Background

Here is the scenario - you need to find a way to share the compute power that ‘you’ (or your organization) possess, in an effective manner. In my case, we need to share the GPU servers we have with an entire department of researchers. However, the catch is this - you are not allowed to touch the bare metal, you can do whatever you need to, but only within containers.

At present, a group of researchers are allocated one node to work on, which proves to be very inefficient.
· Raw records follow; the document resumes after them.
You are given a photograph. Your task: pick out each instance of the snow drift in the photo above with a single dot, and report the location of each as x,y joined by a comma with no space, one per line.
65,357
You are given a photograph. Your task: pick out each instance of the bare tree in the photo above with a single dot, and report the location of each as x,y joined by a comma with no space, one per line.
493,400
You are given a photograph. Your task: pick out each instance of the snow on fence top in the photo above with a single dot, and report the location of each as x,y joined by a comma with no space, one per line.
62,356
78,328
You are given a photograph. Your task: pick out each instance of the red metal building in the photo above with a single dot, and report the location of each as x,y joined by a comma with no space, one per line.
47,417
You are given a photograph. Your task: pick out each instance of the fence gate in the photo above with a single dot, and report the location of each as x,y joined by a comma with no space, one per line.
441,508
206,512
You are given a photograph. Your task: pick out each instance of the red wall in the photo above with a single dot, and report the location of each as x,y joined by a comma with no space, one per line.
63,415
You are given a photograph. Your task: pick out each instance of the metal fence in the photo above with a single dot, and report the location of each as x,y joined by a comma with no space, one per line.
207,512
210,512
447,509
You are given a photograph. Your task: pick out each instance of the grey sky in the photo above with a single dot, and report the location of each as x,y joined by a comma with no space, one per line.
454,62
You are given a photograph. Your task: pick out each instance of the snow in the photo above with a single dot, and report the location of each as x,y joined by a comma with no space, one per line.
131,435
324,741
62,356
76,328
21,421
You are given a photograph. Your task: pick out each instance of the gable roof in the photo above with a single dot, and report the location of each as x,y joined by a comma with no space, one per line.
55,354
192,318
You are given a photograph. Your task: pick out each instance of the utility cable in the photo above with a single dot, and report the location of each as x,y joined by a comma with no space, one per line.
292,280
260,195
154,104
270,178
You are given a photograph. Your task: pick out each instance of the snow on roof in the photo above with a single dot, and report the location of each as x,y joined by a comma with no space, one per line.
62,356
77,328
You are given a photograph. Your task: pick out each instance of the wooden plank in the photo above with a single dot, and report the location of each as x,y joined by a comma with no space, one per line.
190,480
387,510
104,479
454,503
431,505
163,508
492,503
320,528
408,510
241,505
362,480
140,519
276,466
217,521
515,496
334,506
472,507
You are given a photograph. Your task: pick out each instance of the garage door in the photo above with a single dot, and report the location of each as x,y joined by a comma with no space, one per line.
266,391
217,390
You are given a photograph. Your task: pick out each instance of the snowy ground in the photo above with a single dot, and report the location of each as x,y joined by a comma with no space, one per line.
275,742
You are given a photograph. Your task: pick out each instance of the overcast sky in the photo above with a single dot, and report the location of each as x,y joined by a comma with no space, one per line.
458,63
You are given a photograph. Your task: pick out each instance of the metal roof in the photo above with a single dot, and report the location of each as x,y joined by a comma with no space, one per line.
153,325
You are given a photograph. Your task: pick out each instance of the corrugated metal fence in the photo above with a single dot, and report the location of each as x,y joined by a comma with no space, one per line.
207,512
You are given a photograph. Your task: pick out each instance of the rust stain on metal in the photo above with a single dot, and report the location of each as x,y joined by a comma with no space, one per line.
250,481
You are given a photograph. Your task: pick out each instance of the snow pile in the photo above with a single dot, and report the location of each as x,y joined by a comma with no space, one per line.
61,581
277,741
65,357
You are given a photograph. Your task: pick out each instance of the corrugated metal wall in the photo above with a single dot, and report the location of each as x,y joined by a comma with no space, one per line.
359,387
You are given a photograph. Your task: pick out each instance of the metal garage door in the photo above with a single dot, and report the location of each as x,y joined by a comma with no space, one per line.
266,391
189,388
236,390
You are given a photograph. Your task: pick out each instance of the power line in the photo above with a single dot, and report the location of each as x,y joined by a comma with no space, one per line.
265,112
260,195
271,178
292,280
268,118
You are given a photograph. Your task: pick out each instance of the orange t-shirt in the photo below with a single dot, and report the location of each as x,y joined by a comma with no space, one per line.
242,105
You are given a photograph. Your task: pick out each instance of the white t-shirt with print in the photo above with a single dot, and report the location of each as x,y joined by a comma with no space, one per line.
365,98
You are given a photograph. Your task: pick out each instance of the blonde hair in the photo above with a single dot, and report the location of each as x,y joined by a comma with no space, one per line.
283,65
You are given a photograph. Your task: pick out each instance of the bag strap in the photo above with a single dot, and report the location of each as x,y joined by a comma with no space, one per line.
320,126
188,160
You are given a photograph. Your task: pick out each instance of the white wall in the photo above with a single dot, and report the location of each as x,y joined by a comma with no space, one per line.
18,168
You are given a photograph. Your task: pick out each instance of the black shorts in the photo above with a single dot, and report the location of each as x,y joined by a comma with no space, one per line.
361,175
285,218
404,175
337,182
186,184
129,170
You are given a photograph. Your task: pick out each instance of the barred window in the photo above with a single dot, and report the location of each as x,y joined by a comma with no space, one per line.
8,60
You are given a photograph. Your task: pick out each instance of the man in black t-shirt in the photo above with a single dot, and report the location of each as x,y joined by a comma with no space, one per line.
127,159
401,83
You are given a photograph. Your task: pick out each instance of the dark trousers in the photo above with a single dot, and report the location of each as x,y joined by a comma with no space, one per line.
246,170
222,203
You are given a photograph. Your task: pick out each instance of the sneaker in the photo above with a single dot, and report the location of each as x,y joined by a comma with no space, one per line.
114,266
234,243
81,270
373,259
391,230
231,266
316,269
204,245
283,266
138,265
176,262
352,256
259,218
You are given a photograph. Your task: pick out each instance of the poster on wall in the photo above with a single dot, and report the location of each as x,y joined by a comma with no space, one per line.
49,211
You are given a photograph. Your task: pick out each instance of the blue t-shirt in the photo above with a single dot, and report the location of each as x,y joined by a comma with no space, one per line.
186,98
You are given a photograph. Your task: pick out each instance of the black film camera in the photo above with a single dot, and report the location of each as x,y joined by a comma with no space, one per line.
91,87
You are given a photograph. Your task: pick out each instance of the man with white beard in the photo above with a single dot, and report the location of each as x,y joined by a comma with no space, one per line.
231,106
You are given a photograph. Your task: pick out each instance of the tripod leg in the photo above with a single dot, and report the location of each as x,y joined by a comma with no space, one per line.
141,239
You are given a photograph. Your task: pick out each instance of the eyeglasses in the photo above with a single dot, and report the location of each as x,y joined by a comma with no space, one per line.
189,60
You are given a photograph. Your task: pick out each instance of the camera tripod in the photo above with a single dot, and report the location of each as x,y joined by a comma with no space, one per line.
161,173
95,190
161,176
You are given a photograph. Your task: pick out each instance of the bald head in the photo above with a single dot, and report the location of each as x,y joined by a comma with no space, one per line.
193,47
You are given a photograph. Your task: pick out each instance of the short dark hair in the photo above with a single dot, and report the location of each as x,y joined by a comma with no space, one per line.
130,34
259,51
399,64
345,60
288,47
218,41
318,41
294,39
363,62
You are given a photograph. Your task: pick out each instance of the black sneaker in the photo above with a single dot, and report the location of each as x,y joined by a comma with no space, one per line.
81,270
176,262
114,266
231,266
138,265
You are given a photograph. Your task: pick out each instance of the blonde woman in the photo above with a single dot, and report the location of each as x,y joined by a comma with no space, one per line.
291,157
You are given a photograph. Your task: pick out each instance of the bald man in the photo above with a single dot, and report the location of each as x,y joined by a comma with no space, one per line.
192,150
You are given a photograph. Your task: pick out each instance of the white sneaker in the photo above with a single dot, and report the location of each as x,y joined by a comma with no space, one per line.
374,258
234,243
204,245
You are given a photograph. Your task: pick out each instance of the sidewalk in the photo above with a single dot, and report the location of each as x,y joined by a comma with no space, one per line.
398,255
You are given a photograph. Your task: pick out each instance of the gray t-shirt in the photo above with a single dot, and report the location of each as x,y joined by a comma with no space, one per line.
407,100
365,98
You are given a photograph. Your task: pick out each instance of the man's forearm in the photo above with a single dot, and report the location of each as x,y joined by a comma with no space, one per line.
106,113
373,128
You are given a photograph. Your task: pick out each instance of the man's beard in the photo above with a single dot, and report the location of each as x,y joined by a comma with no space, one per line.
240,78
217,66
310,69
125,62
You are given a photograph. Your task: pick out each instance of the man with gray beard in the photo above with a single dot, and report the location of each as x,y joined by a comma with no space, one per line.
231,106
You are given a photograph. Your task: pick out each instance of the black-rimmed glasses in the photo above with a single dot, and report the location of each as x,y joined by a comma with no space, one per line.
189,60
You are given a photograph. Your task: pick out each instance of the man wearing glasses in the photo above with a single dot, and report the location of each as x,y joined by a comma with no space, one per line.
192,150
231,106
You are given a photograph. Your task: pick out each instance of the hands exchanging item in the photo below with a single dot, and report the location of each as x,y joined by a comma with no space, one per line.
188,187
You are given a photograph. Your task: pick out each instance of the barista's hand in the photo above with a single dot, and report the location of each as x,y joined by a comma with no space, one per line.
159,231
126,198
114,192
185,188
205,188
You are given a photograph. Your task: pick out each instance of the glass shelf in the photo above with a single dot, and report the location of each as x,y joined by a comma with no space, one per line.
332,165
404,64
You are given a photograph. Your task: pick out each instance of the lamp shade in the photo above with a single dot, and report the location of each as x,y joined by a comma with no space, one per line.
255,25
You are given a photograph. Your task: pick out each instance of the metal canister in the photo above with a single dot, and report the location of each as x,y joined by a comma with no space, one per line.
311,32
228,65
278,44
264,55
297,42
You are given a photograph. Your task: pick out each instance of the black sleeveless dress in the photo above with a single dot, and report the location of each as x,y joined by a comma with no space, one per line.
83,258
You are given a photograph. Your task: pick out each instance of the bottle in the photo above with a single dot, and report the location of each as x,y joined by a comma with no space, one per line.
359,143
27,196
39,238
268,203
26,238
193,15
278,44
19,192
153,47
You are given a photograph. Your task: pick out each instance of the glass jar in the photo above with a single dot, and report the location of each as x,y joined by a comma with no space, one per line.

Top research institutes and ‘clustering’ devs use SLURM, but by nature, SLURM functions on bare metal… Here is my journey to create a SLURM cluster, using Docker containers on multiple nodes that just works (or rather gets the job done, at least).

What is SLURM and how does it work

Wikipedia tells - “The Slurm Workload Manager, formerly known as Simple Linux Utility for Resource Management, or simply Slurm, is a free and open-source job scheduler for Linux and Unix-like kernels, used by many of the world’s supercomputers and computer clusters.”

That’s precisely what SLURM does! If you have 10 machines and 100 users need to share them, the users can create a modified version of a bash script to launch their workload, and SLURM takes care of resource allocation, multi-node workloads, and everything else. You can also specify how much GPU, CPU cores, RAM, etc. you need. This ensures that all resources are shared in a fair and efficient manner.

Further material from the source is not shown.